Cases involving § 1983 actions brought by individuals alleging violations of constitutional rights arising out of lack of disclosure or preservation of exculpatory evidence in criminal prosecutions fall into two distinct categories. In the first group of cases, all criminal charges were dismissed prior to trial. Under such circumstances, courts have held universally that the right to a fair trial is not implicated and, therefore, no cause of action exists under § 1983. See Rogala v. District of Columbia, 161 F.3d 44, 55-56 (D.C. Cir. 1998) (per curiam); Taylor v. Waters, 81 F.3d 429, 435-36 & n.5 (4th Cir. 1996); McCune v. City of Grand Rapids, 842 F.2d 903, 907 (6th Cir. 1988); Nygren v. Predovich, 637 F. Supp. 1083, 1087 (D. Colo. 1986). In the second group of cases, convictions were obtained and affirmed on direct appeal, but were subsequently overturned by way of collateral proceedings. In these cases, courts have permitted the exonerated defendant to pursue § 1983 claims based on the denial of a fair trial. See McMillian v. Johnson, 88 F.3d 1554, 1566-69 & n.12 (11th Cir. 1996); McDonald v. Illinois, 557 F.2d 596, 603 (7th Cir. 1977).
The present case fits within the first group of cases. Although the jury returned a guilty verdict against Morgan, a judgment of conviction was never entered. A conviction is effective only upon entry of judgment by the trial court. Hellman v. Rhodes, 741 P.2d 1258, 1259 (Colo. 1987) (en banc) (citing Colo. R. Crim. P. 32(c)).

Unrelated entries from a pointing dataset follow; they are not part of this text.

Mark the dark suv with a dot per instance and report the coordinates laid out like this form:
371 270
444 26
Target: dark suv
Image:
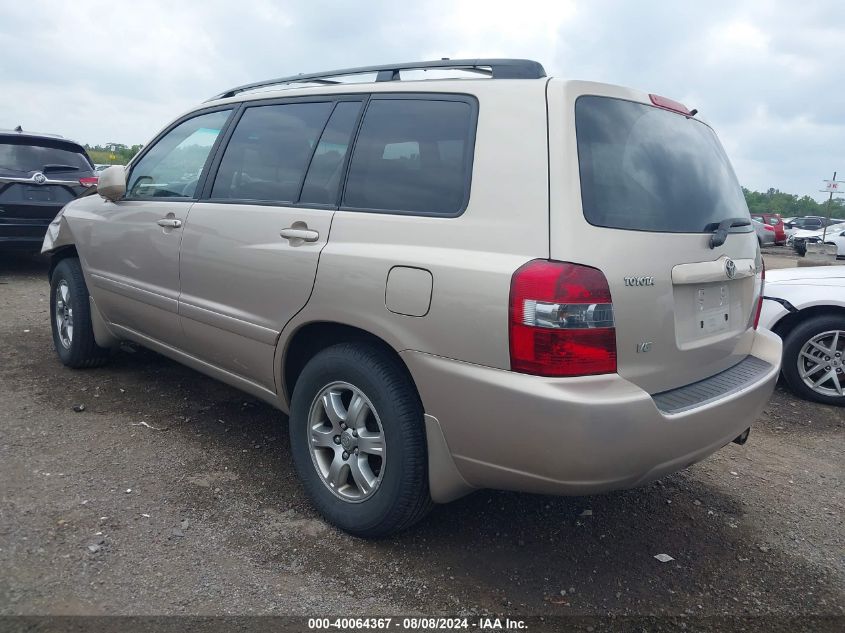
39 174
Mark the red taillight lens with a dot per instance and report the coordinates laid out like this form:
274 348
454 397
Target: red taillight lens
760 299
561 320
670 104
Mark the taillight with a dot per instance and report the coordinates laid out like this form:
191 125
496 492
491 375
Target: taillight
760 299
561 320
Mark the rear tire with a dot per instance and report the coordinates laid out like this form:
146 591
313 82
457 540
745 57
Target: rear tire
70 317
377 491
819 330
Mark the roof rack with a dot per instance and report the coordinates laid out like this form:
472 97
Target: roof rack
493 68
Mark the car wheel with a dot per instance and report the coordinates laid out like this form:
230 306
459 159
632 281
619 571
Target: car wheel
814 359
358 440
70 317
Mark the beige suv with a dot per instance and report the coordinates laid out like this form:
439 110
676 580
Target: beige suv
500 280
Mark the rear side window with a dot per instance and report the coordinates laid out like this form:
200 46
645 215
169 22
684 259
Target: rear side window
649 169
412 156
269 152
27 155
326 169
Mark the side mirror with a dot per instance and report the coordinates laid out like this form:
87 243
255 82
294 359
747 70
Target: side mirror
112 183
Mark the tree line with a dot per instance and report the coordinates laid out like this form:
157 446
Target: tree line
112 153
789 205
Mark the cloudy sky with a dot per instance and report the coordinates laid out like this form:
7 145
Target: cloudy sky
768 75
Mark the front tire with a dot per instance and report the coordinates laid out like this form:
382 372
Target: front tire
358 440
70 317
814 359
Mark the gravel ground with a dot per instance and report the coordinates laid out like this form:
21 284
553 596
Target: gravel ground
171 493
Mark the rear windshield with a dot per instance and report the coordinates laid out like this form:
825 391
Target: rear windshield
26 157
649 169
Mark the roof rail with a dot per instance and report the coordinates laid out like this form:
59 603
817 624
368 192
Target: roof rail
493 68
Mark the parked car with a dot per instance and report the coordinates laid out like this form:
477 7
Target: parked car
806 308
765 233
830 234
389 263
773 220
808 223
39 174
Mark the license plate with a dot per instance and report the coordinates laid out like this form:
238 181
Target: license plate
713 309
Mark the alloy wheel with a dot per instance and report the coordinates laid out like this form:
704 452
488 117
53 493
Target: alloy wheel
346 441
821 363
64 314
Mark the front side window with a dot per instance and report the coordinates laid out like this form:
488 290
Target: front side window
412 155
173 166
269 152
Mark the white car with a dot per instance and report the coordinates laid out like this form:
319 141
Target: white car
806 308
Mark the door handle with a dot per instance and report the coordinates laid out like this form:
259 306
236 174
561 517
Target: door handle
306 235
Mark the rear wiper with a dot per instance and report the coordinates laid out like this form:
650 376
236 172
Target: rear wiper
721 233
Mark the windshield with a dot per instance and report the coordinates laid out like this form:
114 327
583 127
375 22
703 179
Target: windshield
27 157
649 169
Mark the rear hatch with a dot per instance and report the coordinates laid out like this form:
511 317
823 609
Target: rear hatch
644 189
38 176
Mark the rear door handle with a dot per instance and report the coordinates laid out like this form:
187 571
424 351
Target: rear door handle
306 235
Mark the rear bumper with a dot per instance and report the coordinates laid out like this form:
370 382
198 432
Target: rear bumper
25 231
579 435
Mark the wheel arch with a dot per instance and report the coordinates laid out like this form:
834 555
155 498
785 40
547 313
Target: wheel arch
445 480
311 338
790 321
58 254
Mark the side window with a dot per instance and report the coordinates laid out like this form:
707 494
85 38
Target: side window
269 152
325 172
411 155
172 167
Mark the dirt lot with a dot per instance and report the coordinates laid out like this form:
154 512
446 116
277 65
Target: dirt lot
173 494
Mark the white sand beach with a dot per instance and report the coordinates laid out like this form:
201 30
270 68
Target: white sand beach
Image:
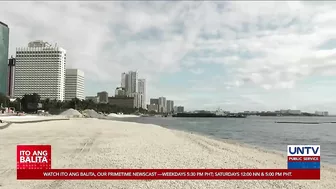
94 143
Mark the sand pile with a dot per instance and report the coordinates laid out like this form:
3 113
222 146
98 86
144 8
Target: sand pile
121 115
91 113
121 145
71 113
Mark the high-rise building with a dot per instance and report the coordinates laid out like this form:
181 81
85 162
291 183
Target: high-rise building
180 109
131 85
154 101
120 91
137 98
170 106
142 92
4 42
11 70
162 104
103 97
123 80
40 68
74 84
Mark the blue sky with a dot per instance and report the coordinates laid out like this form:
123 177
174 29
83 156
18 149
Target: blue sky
204 55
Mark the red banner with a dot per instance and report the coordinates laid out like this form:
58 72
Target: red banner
167 174
303 158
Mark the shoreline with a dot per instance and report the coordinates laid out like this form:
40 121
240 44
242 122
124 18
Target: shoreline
121 144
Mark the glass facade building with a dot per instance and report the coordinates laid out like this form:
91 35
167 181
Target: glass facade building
4 42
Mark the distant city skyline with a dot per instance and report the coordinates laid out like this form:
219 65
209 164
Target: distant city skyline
273 56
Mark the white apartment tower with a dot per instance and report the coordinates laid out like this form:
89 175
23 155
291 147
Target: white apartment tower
142 92
123 80
40 68
162 104
74 84
131 82
170 106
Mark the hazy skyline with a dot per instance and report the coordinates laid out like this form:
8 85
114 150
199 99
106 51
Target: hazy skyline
202 55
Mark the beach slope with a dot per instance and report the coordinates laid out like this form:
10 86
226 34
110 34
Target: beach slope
93 143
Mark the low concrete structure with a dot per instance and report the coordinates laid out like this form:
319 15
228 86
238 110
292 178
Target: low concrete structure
125 102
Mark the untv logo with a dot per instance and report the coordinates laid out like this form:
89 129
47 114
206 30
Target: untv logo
303 150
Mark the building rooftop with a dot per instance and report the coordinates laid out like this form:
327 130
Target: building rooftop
3 24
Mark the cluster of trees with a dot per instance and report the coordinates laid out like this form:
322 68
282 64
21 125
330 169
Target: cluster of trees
32 103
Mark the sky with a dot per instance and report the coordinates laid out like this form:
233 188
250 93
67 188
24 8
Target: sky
203 55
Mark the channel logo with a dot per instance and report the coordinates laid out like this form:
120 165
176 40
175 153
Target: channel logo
303 156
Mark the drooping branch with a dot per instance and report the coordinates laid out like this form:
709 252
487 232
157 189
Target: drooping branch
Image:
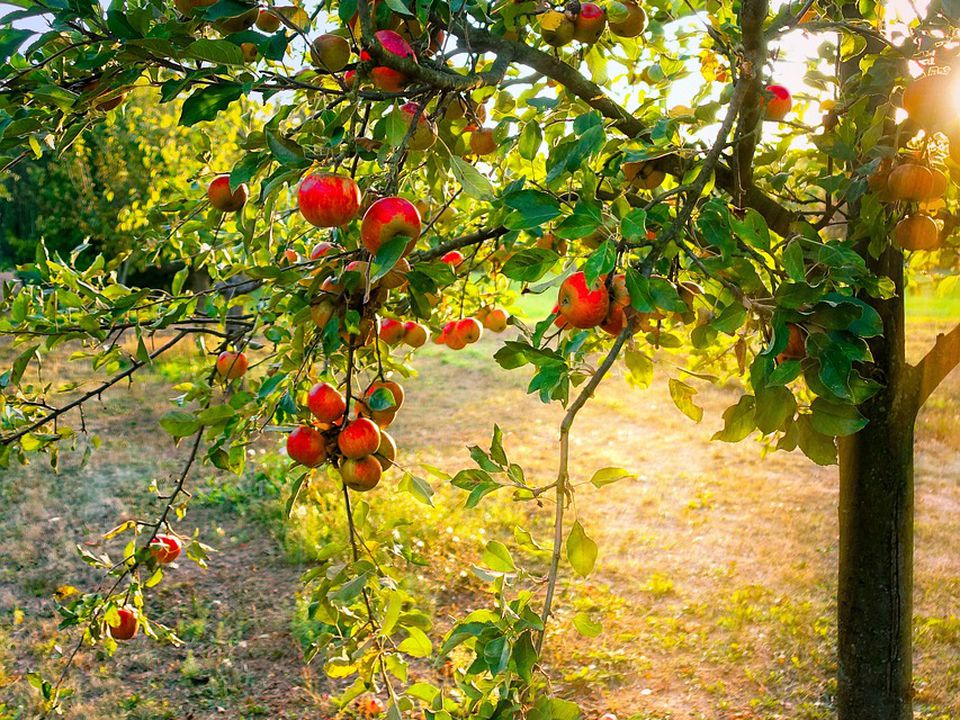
135 365
941 359
563 473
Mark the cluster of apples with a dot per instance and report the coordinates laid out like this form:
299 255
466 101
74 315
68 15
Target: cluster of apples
164 549
585 22
360 447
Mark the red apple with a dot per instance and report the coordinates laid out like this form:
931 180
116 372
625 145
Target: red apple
359 438
590 23
326 403
384 78
468 330
415 334
580 306
222 198
307 446
231 365
387 218
452 258
426 134
361 474
128 625
165 548
328 200
392 331
778 102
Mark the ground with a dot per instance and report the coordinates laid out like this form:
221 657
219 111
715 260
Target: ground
714 584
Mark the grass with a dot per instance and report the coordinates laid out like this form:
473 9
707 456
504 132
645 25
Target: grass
714 585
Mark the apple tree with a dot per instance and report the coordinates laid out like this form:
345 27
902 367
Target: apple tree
404 170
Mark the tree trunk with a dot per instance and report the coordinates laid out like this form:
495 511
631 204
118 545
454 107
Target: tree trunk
874 598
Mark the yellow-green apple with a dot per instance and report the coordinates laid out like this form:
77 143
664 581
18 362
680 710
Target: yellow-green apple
221 197
415 335
330 52
626 18
326 403
267 21
165 548
482 141
127 625
307 446
556 28
580 306
496 320
328 200
392 331
386 219
361 474
778 102
359 438
590 23
231 365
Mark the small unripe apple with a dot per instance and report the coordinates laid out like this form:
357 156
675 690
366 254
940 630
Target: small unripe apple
231 365
267 21
359 438
392 331
626 18
415 335
482 142
307 446
127 626
328 200
221 197
496 320
165 548
326 403
556 28
330 52
361 474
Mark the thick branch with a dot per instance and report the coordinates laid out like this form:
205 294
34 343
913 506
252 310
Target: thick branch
942 358
135 365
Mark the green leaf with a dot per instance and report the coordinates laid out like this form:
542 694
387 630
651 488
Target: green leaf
206 102
531 208
417 644
601 262
586 626
530 264
286 151
497 557
836 419
474 183
738 420
581 550
180 424
682 396
605 476
222 52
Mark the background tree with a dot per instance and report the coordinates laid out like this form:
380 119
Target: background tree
733 246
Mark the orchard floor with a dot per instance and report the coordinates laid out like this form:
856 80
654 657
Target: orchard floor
714 583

Pursuant to Crim. P. 32(c), a judgment of conviction is composed of a recital of the results of several procedural steps, not all of which necessarily occur simultaneously. It is not until the last step has been completed, whether it be sentencing or the imposition of costs, and a judgment has been entered reciting "the plea, the verdict or findings, the sentence, the finding of the amount of presentence confinement and costs, if any are assessed against the defendant," that the [conviction becomes final].
Id. at 1259-60.(1) The only judgment the court entered was a judgment of acquittal. Regardless of any misconduct by government agents before or during trial, a defendant who is acquitted cannot be said to have been deprived of the right to a fair trial.
The judgment of the district court is AFFIRMED.
1. The same is true under the federal rules. See Howard v. United States, 135 F.3d 506, 509 (7th Cir. 1998) (citing Fed. R. Crim. P. 32(d)(1)).